Il ne faudrait pas que les salariés puissent bénéficier de ce qu’ils ont produit, surtout pour manger. Alors on a taxé les malades, les retraités… Mais ce n’est jamais assez ! Si on veut réduire le déficit, on va devoir finir par taxer Bolloré !… Ah, vite, une nouvelle idée alors : les étudiants. C’est vrai, quoi, il y va de la justice fiscale : si les 17 millions de retraités vont voir leur retraite baisser et que tous les salariés vont se faire racketter, il n’y a pas de raison que les étudiants soient épargnés ! Le luxe d’une résidence Crous – les centres régionaux des œuvres universitaires et scolaires –, en colocation avec les cafards et les punaises de lit, l’opulence d’un studio étudiant non chauffé et la gabegie de faire un repas par jour justifient que les APL – les aides personnalisées au logement – soient donc gelées, et même supprimées pour les étudiants étrangers.
La honte !
J’espère, collègues, que vous êtes confortablement assis et que les repas à la buvette de l’Assemblée sont bons…
Où avez-vous mangé à midi ?
…parce que vous vous apprêtez à pourrir la vie de millions de Français, que vous avez déjà jetés dans la pauvreté ! (Applaudissements sur les bancs du groupe LFI-NFP.) Pourquoi est-ce à eux de payer, et de payer quoi ? Le déficit ? Mais c’est vous et vos gouvernements qui l’avez creusé : 211 milliards de cadeaux aux grandes entreprises, 75 milliards d’exonérations de cotisations sociales et 60 milliards de cadeaux fiscaux aux plus riches : voilà où est parti l’argent. Et pour quoi faire ? Relancer la croissance et créer de l’emploi selon vous. Mais vous êtes en train de creuser notre tombe avec le sourire ! 65 000 entreprises ont fermé et l’industrie disparaît peu à peu, sa part dans le PIB passant sous les 10 %. Certes, au début de l’année, soixante sites industriels ont ouvert – miracle, félicitations ! –, mais quatre-vingt-trois ont fermé – vingt-trois de plus. Et vous refusez de […]

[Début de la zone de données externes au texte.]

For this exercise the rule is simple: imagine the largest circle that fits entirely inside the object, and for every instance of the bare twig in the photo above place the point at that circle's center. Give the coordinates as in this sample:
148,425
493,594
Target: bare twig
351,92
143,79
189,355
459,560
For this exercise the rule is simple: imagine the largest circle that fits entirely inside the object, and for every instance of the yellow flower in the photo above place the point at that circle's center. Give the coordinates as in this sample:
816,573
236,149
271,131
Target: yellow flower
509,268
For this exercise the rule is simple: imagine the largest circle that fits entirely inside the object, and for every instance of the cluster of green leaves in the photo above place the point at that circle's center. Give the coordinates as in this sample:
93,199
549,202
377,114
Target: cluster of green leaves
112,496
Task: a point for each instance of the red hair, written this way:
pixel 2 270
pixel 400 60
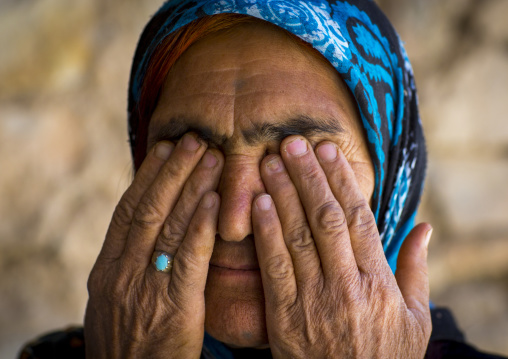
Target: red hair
pixel 169 51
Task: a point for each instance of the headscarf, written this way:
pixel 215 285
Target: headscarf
pixel 361 44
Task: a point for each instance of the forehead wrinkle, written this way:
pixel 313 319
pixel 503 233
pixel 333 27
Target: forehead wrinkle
pixel 176 127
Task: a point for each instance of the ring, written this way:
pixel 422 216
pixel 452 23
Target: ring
pixel 162 261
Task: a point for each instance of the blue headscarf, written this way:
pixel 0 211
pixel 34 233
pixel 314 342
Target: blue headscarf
pixel 363 47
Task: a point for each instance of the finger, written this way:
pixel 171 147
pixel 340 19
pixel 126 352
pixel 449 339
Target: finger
pixel 205 178
pixel 277 271
pixel 365 241
pixel 412 273
pixel 160 199
pixel 114 243
pixel 324 214
pixel 191 262
pixel 295 228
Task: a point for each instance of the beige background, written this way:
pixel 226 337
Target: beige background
pixel 64 158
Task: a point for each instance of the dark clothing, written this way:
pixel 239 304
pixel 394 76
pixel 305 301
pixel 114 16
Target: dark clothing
pixel 446 341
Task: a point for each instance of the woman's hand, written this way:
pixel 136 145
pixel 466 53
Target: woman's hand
pixel 135 311
pixel 329 291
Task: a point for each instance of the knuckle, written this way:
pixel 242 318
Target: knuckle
pixel 188 262
pixel 174 229
pixel 278 268
pixel 123 212
pixel 331 218
pixel 311 174
pixel 360 215
pixel 299 236
pixel 147 214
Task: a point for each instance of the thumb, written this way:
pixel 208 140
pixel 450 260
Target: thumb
pixel 412 274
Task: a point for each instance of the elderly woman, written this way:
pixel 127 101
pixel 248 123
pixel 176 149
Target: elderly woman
pixel 279 162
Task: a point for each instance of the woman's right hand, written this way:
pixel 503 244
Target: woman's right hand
pixel 133 310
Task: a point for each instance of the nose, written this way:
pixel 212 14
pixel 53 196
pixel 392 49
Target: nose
pixel 240 183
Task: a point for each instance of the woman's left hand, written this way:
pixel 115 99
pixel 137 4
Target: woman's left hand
pixel 329 291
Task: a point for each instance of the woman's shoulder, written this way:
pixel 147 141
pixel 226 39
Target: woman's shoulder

Et vous avez voté pour qui ? Pour Macron !
Électeurs du Rassemblement national, entendez ceci : le RN est devenu une petite bande de copistes de la Macronie. (Applaudissements sur les bancs du groupe LFI-NFP.) Regardez le contre-budget qu’ils viennent de présenter : c’est le budget de Macron, version brouillon !
La perte de la prime d’activité pour les personnes en situation de handicap est dedans ! Le doublement des franchises médicales est dedans ! Les 7 milliards d’économies sur la santé sont dedans ! Les suppressions des postes d’enseignants sont dedans ! Emmanuel Le Pen ou Marine Macron ? Difficile de trancher. (Exclamations sur les bancs du groupe RN.)

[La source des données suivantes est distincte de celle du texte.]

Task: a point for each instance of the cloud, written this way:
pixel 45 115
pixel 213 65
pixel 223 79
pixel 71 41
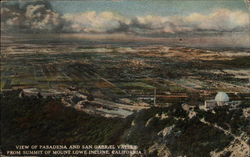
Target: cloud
pixel 219 20
pixel 40 17
pixel 37 16
pixel 93 22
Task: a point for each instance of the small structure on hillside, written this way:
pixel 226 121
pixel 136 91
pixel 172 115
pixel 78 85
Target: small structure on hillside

Et toi, tu as voté pour qui ? Pour Macron !
Qui copie sur qui ? Dans son projet de budget, le gouvernement Lecornu a copié-collé le programme de l’extrême droite, avec une taxation généralisée des étrangers. Le coût d’une demande de carte de séjour augmentera de 100 euros ; celui d’un dossier de naturalisation, de 200 euros. La Macronie atteint le niveau de l’indignité nationale.Il n’y a rien à sauver dans ce budget. Tout est à jeter. (Applaudissements sur les bancs du groupe LFI-NFP.) Face à un coup d’État social, on ne négocie pas, on ne cherche pas à l’amoindrir, on le combat.Collègues députés, en vérité, pas un seul d’entre vous ne croit sincèrement que la Macronie puisse faire le moindre compromis. Les hypocrisies doivent cesser. Ils ont renoncé au 49.3 ? La belle affaire : ils écraseront tous les amendements en CMP – commission mixte paritaire ! Et si cela ne suffit pas, ils utiliseront les ordonnances, un déguisement du […]
Veuillez conclure, monsieur le député.
Il n’y a plus de temps à perdre. Protégeons les Français : rejetons le budget, censurons Lecornu, destituons Macron ! (Les députés du groupe LFI-NFP se lèvent et applaudissent.)

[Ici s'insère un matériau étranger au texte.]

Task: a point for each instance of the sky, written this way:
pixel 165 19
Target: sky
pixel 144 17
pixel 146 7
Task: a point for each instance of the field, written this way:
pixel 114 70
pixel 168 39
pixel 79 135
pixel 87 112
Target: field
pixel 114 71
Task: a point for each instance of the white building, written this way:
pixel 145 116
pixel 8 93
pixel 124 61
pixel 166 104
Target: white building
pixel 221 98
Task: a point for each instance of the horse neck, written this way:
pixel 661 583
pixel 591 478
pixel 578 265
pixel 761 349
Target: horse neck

La parole est à M. le ministre.
Monsieur le député, je vous ai écouté attentivement. Voilà quinze minutes que vous provoquez, que vous caricaturez, que vous insultez, que vous dénigrez et que vous refusez tout débat. (Applaudissements sur les bancs des groupes EPR et Dem ainsi que sur quelques bancs du groupe DR.) Vous avez dénigré le travail parlementaire d’élus de la nation qui souhaitent travailler ensemble. (Mme Sandra Marsaud applaudit.) Le fantasme de la buvette vous plaît. Pourtant, nous sommes vendredi, il est 16 heures, le premier ministre est présent et on n’a jamais vu autant de députés dans l’hémicycle (Exclamations de nombreux députés du groupe LFI-NFP, qui montrent les bancs clairsemés des groupes RN et UDR) pour une discussion générale du projet de loi de finances. Et vous parlez de la buvette ? Vous devriez avoir honte ! (Applaudissements sur les bancs des groupes EPR et HOR ainsi que sur quelques […]
Ne pointez pas un député du doigt !
…vous avez à deux reprises interpellé personnellement une ministre qui, il y a huit mois, a travaillé d’arrache-pied avec des parlementaires de tous bords soucieux, contrairement à vous, de doter la France d’un budget. Malgré leurs nombreux désaccords, ils l’ont fait. (Exclamations sur les bancs du groupe LFI-NFP.) Si la France a eu un budget en 2025, ce n’est pas grâce à vous ni à vos collègues. Ce budget, nous le respectons.
Le respect, LFI ne sait pas ce que c’est !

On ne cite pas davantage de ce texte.